She'd rather have instant access to data on the ownership of IP addresses through organisations like the Internet Corporation for Assigned Names and Numbers (ICANN), and being able to work more quickly with law enforcement agencies and other authorities.
Currently, getting access to this data generally requires a warrant or a subpoena.
"I think things like being able to easily access ICANN and look up IP addresses is a lot more important than accessing the minutiae of encrypted data communications. A lot of it is actually speed. A lot of these transactions are done and complete by the time anyone does it," McNamara told SWIFT's Sibos global financial services conference in Sydney on Tuesday.
"In terms of law enforcement, I think looking at the collaborative frameworks between our governments globally, and moving towards a more globally-centric model for regulation is really important," she said.
"Sure, the Australian government might be able to determine attribution, and be pretty solid on the attribution, as a result of getting into those encrypted communications, [but] who are they going to call? What will Vlad say? My government can't do anything about it. I don't know where they are, probably, and we can't get access to ICANN."
Removing the need for warrants would increase the risk of ICANN data being used inappropriately or even maliciously, however.

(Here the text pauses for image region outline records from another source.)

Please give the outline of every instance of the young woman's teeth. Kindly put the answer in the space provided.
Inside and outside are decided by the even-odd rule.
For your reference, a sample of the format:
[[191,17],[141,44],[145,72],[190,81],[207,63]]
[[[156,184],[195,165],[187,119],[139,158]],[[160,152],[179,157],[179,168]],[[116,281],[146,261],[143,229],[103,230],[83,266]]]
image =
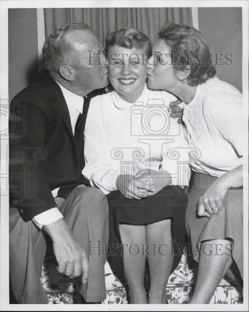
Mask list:
[[127,85],[129,83],[131,83],[132,82],[134,82],[135,80],[135,79],[129,79],[128,80],[123,79],[120,79],[120,81],[122,83],[126,84]]

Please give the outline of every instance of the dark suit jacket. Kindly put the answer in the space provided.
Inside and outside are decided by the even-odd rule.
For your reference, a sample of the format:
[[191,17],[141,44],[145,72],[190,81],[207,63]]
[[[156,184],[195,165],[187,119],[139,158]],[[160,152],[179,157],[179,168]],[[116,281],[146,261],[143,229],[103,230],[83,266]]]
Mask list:
[[100,89],[88,95],[74,137],[61,90],[47,72],[12,100],[10,199],[24,221],[56,207],[51,193],[55,188],[60,187],[58,196],[66,198],[77,185],[90,186],[81,174],[84,130],[90,99],[103,92]]

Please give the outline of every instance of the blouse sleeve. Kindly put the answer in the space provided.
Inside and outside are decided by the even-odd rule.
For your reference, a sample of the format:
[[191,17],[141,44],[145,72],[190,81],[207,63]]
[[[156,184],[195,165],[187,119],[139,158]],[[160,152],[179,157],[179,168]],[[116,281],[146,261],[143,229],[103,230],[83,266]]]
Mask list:
[[244,137],[242,109],[242,95],[238,91],[216,91],[204,101],[204,109],[207,110],[214,125],[240,156],[243,154]]
[[98,188],[106,194],[117,189],[116,181],[120,173],[112,168],[110,155],[105,146],[99,99],[97,96],[91,100],[88,113],[84,132],[85,166],[82,173],[92,186]]
[[191,174],[189,158],[190,149],[185,138],[185,129],[183,125],[177,123],[177,119],[171,120],[170,127],[175,128],[175,133],[179,135],[165,138],[169,140],[162,145],[161,169],[170,174],[171,185],[188,185]]

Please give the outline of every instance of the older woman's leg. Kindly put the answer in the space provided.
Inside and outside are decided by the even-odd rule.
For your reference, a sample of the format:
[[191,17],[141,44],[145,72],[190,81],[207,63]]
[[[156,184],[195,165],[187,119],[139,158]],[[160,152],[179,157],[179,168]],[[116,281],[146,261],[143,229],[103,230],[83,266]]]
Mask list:
[[131,303],[147,303],[144,285],[146,255],[141,252],[141,244],[146,243],[145,226],[122,223],[119,227],[122,243],[127,244],[124,246],[123,259]]
[[[209,303],[219,283],[232,262],[230,240],[217,239],[202,243],[200,250],[208,246],[208,251],[199,257],[198,275],[194,291],[190,304]],[[217,246],[218,249],[217,249]],[[217,252],[217,250],[218,250]]]
[[171,226],[170,219],[146,226],[147,242],[150,246],[147,257],[150,278],[149,304],[165,303],[166,285],[174,259],[172,241],[172,241]]

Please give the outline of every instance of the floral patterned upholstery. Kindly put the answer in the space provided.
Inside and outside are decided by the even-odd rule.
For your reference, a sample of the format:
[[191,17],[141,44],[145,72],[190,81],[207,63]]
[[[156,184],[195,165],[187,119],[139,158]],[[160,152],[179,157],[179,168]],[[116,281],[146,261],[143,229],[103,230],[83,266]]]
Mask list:
[[[82,304],[81,296],[76,290],[73,280],[59,273],[52,249],[48,248],[42,267],[41,280],[50,304]],[[170,277],[166,289],[169,303],[187,303],[194,291],[198,264],[190,256],[184,255]],[[115,275],[108,261],[105,266],[106,299],[101,303],[122,304],[129,303],[127,284]],[[146,279],[148,278],[146,273]],[[214,292],[211,302],[214,304],[238,304],[242,297],[237,286],[223,279]]]

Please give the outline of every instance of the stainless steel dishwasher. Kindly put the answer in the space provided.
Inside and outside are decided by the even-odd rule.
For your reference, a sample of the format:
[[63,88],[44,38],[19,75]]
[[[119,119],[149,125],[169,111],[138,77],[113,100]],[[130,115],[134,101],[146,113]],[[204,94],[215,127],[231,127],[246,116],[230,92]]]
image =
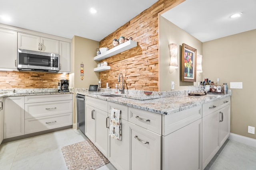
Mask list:
[[76,112],[77,128],[85,135],[85,96],[76,94]]

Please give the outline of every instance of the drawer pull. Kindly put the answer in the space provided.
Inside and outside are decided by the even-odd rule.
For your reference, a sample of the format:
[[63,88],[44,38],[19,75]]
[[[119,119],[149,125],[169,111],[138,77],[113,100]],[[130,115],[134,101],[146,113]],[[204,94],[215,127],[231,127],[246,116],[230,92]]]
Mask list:
[[220,111],[220,114],[221,114],[221,120],[220,120],[220,122],[223,121],[223,113]]
[[137,119],[139,119],[140,120],[143,120],[143,121],[150,121],[150,119],[142,119],[142,118],[141,118],[140,117],[139,117],[139,116],[136,116],[136,117],[136,117]]
[[52,121],[52,122],[45,122],[45,123],[46,124],[49,124],[49,123],[56,123],[56,122],[57,122],[57,121]]
[[214,105],[213,105],[213,106],[212,106],[212,107],[209,107],[209,109],[214,109],[214,108],[216,107],[217,107],[217,106],[214,106]]
[[46,108],[45,109],[46,110],[52,110],[52,109],[57,109],[57,107],[53,107],[53,108]]
[[137,135],[135,135],[135,136],[134,137],[134,138],[135,138],[136,139],[138,140],[138,141],[139,141],[140,142],[142,142],[143,143],[144,143],[145,144],[146,144],[147,143],[148,143],[149,144],[149,142],[148,142],[147,141],[146,142],[145,142],[142,140],[140,139],[138,137],[138,136]]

"We need to maybe track the people who are accessing it, and if they're found to be doing naughty stuff then we'll look at that later, as opposed to holding the process up in the front end by forcing warrants," McNamara said.
While there are probably cases where getting at encrypted communications would be important, McNamara said her view was: "I think there are probably bigger fish to fry."
McNamara's comments echoed those of Dmitry Samartsev, chief executive officer of Russian cybersecurity firm Bi.zone.
"There is no one international document which is signed at the UN level, or some kind of that level, even on the European level, which will regulate cyberspace. It's a huge trouble," Samartsev said.
The first and only international treaty on cybercrime, the Budapest Convention, was signed back in 2001, but more than half of the European Union countries have not ratified it, including key players France and Germany. Brazil and India haven't adopted the convention either, because they didn't take part in its drafting, and Russia hasn't adopted it because they believe it would violate Russian sovereignty.
"All this geopolitical turbulence, and all this bureaucracy between governments, lead organised cybercrime to attack more and more, and a lot of attacks are successful. So the banks around the globe, and the clients of the banks, and the corporate players, and the private entities, they are losing money," Samartsev said.
"The worst scenario is when cybercrime is making several attacks at the one time. For example, they're making DDoS, and then at the same time they are making a huge informational attack on social networks, just a fake news that the biggest banks are going down. Can you imagine what domino effect will happen with just citizens who go to their branches of the bank and try to take their money back and put it into the mattress," he said.
"So there's troubles with liquidity, there's troubles with central banks, all the troubles with government. It might be a very terrible thing."
McNamara said that as a former army intelligence officer, she looks at this strategically. It's more likely that such a massive meltdown would happen by accident, she said. An attack in multiple arenas might be intended to do one thing, but ends up having unintended side effects.
"If fake news then creates a problem, that financial transactions aren't OK, and we actually slow down global banking systems, or people start taking their money out and sticking it in a mattress, it could inadvertently, and without necessarily being the original idea of the attack, create widespread panic and pretty serious problems," she said.
"What we actually need to be doing is collaborating. We're all busy worrying about 'Is it the Russians?' and that's probably kind of the wrong question. It's what systems do we have in place to make sure that fake news doesn't undermine the way that we process information, and create widespread panic and problems."
Creating a global real-time information exchange
During the NotPetya ransomware attack in mid-2017, Bi.zone had figured out how to decrypt users' files. That information was distributed through First and other cybersecurity information channels.
But logistics conglomerate Maersk, one of the companies hardest hit, didn't get that information until the chairman of Maersk was given Samartsev's phone number by a personal friend in the cybersecurity industry.
"It took one week," Samartsev said.
"Could you imagine a real-time platform in which I just can upload such kind of data, and everybody will access to that? Because now it is working between people, it's just like the post with pigeons, and it's working quite bad."
That's why the World Economic Forum has set up its Global Centre for Cybersecurity, headed by Troels Oerting, formerly group chief information security officer for Barclays, and head of Europol's European Cyber Crime Centre.
"World Economic Forum is an entity which integrates more than 90 percent of world GDP, and so this is a good platform for cooperation," Samartsev said.
Samartsev also had an important message about attributing financial attacks to nation-state actors.
"The problem is when the world is talking about 'Russian hackers' and they're trying to mention the Russian government. But I will tell you the story that the Russian government is not technologically advanced enough to do all this shit."